DETROIT - General Motors Corp.'s Toledo Powertrain Plant was named North America's most productive transmission plant for the fifth year straight, helping the world's largest automaker continue to make manufacturing strides last year.
And while DaimlerChrysler AG's Toledo Jeep Assembly Plant again boosted productivity in making Libertys and Wranglers last year, it continued to lag some other sport-utility vehicle factories.
For the first time, Chrysler surpassed Ford Motor Co. last year when it came to North American productivity with its assembly, stamping, and powertrain operations, and for the second consecutive year was the most improved automaker on that overall measure with a nearly 8 percent gain in 2003, a industry benchmark study released yesterday showed.
GM was on top in the overall rankings with 35.20 hours needed to produce a vehicle, then Chrysler at 37.42 and Ford at 38.60. The Ford performance comes just two years after it was the leader among Detroit's Big Three, which each have had shrinking U.S. market share.
At Chrysler's Toledo North factory, it took took 21.73 hours last year to make each Liberty, more than 2 1/4 hours less than in 2002, while the aging Jeep Parkway and Stickney Avenue factories took 23.08 hours to build each Wrangler, shaving even a little more time off of 2002's results than the Liberty, according to the Harbour Consulting annual report.The Nissan Xterra plant was North America's most productive SUV factory last year, taking 18.35 hours to build each vehicle, according to the Harbour study. Toledo North was the fourth most productive SUV plant out of 19, and the Wrangler-making operations were ninth, the report said. The Wrangler factories are to be replaced by new shops in Toledo in 2006 as part of a $2.1 billion investment.
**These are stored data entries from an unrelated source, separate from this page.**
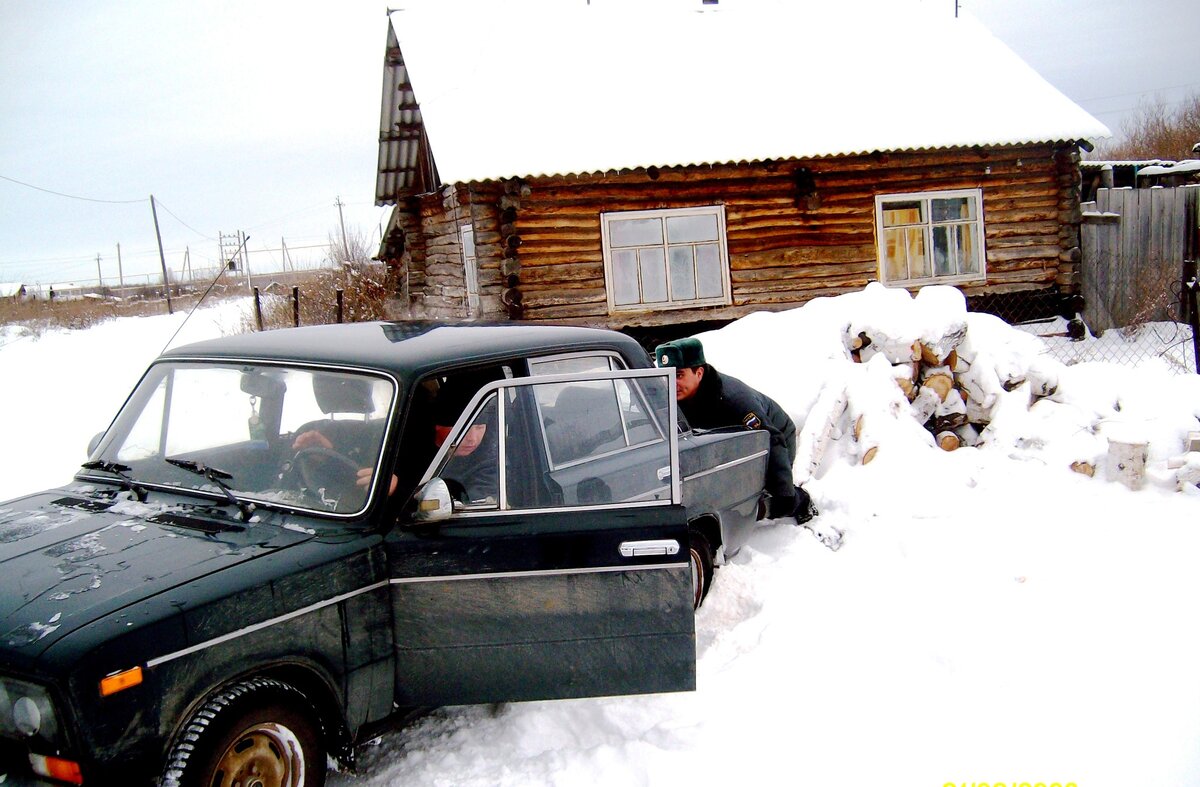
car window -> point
(271, 433)
(575, 364)
(588, 440)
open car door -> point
(545, 554)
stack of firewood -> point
(951, 389)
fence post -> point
(258, 310)
(1191, 307)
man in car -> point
(711, 400)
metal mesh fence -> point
(1157, 332)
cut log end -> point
(1084, 468)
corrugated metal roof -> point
(579, 89)
(406, 164)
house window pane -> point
(969, 253)
(955, 209)
(673, 258)
(683, 276)
(900, 214)
(943, 258)
(933, 236)
(709, 278)
(624, 277)
(654, 275)
(635, 232)
(895, 263)
(918, 260)
(682, 229)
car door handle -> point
(639, 548)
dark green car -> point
(287, 540)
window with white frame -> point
(930, 236)
(666, 258)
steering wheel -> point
(324, 468)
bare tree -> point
(366, 287)
(1156, 131)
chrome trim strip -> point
(264, 624)
(547, 572)
(727, 464)
(563, 509)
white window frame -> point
(977, 226)
(725, 299)
(469, 268)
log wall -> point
(797, 229)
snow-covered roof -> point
(1171, 168)
(575, 89)
(1101, 163)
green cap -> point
(682, 353)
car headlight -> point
(27, 712)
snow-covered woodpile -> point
(915, 385)
(952, 395)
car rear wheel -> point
(256, 733)
(700, 554)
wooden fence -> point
(1137, 245)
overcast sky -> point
(257, 115)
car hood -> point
(69, 557)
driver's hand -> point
(364, 480)
(312, 439)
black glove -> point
(804, 508)
(780, 508)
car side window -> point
(598, 439)
(471, 467)
(575, 364)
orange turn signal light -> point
(120, 682)
(57, 768)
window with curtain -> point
(930, 236)
(666, 258)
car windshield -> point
(298, 437)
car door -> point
(538, 583)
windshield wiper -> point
(119, 470)
(217, 478)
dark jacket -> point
(726, 401)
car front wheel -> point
(259, 732)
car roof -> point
(408, 349)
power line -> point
(184, 222)
(1143, 92)
(87, 199)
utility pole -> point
(162, 258)
(342, 220)
(245, 254)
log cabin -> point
(684, 167)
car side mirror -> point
(433, 502)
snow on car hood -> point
(69, 557)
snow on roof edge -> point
(732, 162)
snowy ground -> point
(993, 616)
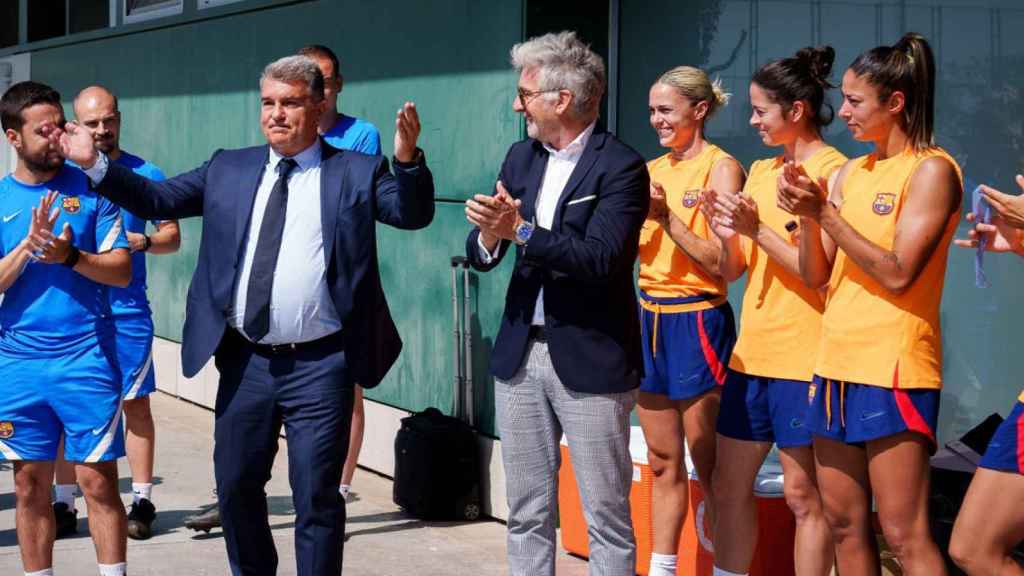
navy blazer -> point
(355, 192)
(584, 262)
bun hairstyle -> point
(906, 67)
(693, 84)
(803, 77)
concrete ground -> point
(381, 539)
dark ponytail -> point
(906, 67)
(803, 77)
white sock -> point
(139, 491)
(66, 493)
(113, 569)
(663, 565)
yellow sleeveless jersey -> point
(666, 271)
(868, 334)
(780, 324)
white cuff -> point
(485, 256)
(98, 169)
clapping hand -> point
(41, 225)
(496, 215)
(799, 195)
(407, 131)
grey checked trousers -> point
(532, 410)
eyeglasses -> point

Nissan Motor Co.'s Smyrna, Tenn., plant was the overall most productive assembly factory in North America last year, taking 15.33 hours to build an Altima. The plant also makes the Xterra and other vehicles.
At Toledo Powertrain, it took just 3.11 hours to make each transmission last year, a 3.5 percent improvement from 2002 and 15 minutes faster than its next competitor. The factory is the only transmission plant to be ranked No. 1 for five consecutive years, earning praise from Harbour Consulting as well as from both GM and United Auto Workers Local 14 officials yesterday.
"To earn this recognition five years in a row is fantastic, particularly in light of the fact that our competition also improves each year," said Joe Farinella, the plant's personnel director.
"It never gets old, nor will we ever take it for granted."
Toledo Jeep was praised by Chrysler and UAW Local 12 officials. Nissan's Xterra plant has an advantage in the study because some jobs done at Toledo Jeep - such as sanitation and most equipment maintenance - are outsourced in Smyrna and therefore excluded from the daily labor-hour count, said Bruce Baumhower, Local 12's president.
"If everything was apples to apples, Jeep would be off the charts," he said. "They [Nissan] wouldn't stand a chance against these Jeep workers."
Still, Toledo North doesn't do some tasks performed at other factories, such as welding doors like North America's No. 2 SUV plant, a Ford facility in Kansas City that makes Escapes and Mazda Tributes, noted Laurie Felax, vice president of Harbour Consulting.
"I think there's some room for improvement," she said.
Tom LaSorda, Chrysler's chief operating officer, agreed that Toledo Jeep can do better, as can all of the automaker's plants.
"We're very, very happy with Toledo's performance," he said.
For the first time, Chrysler surpassed Ford last year when it came to North American productivity with its assembly, stamping, and powertrain operations, and for the second consecutive year was the most improved automaker on that overall measure with a nearly 8 percent gain in 2003.
GM was on top in the overall rankings with 35.20 hours per vehicle, then Chrysler at 37.42 and Ford at 38.60. The Ford performance comes just two years after it was the leader among Detroit's Big Three, which each have had shrinking U.S. market share.
Honda Motor Co., Nissan Motor Co. and Toyota Motor Corp. submitted limited reports and were not included in the overall rankings.
Chrysler engineers, Mr. LaSorda said, are working to decrease the manufacturing complexity of vehicles, such as designing instrument panels with 50 parts instead of 100. Such an approach presumably includes the replacement for the Wrangler to be built in 2006 at the new operations planned for Toledo Jeep, as well as a Dodge derivative off the Liberty's platform expected that year.
Meanwhile, Ford's engine plant in Lima, Ohio, placed second in the 6-cylinder, overhead valve engine category, taking 3.69 hours to build each last year, down from 3.83 hours in 2002. That engine was ranked No. 14 out of 45, while the plant's other product, a V-8 engine, was ranked last with 15.04 hours of production time for each, down from 15.85.